Compte tenu de l’évolution des goûts du public, quel impact cela pourrait-il avoir sur l’industrie de la musique?

L’essentiel, c’est que les gens aimerons toujours la musique. C’est comme une piste sonore pour la vie et je crois que, quel que soit le support, les hommes auront toujours soif de bonne musique. C’est l’une des choses qui comptent le plus ... de la bonne musique! Je ne crois pas que les maisons d’enregistrement puissent mettre entièrement sur le compte de l’Internet le fait que les fans de musique n’ont pas envie de payer près de 20 dollars un CD moyen avec peut-être deux ou trois bonnes chansons. Le prix élevé et la mauvaise qualité signent l’arrêt de mort de toute industrie. Les musiciens devront continuer de faire preuve de créativité dans leur musique et dans la façon dont ils organisent leur carrière.

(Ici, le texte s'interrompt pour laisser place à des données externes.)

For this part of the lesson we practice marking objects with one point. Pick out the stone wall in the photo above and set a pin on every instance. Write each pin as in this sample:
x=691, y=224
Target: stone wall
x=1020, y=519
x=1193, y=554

Je relève aussi une certaine tendance à favoriser les spectacles vivants. Même au bon vieux temps, beaucoup d’artistes tiraient davantage de revenus des tournées et des spectacles vivants que de la vente de disques. Cela signifie que vous avez intérêt à "vous y faire" et à monter sur scène, sans vous contenter de votre studio.

Que diriez-vous à un jeune musicien qui voudrait choisir la musique comme profession?

Ne vous y risquez surtout pas!! Sérieusement, ce n’est pas du tout aussi simple que cela en a l’air. Si vous êtes solide, très doué, déterminé et avez la passion de la musique, c’est un bon début – mais un début seulement. Après, c’est surtout une combinaison de variables, de travail acharné et de chance. C’est pour montrer aux jeunes musiciens ce que c’est vraiment que l’industrie de la musique que j’ai fait le DVD The Business of Bass. J’y ai mis des entretiens avec des producteurs de premier plan, comme Quincy Jones, Babyface, Clapton, David Foster, en leur demandant ce qu’ils attendent des musiciens qu’ils recrutent, et j’y donne quelques conseils aux jeunes musiciens qui veulent se faire un nom.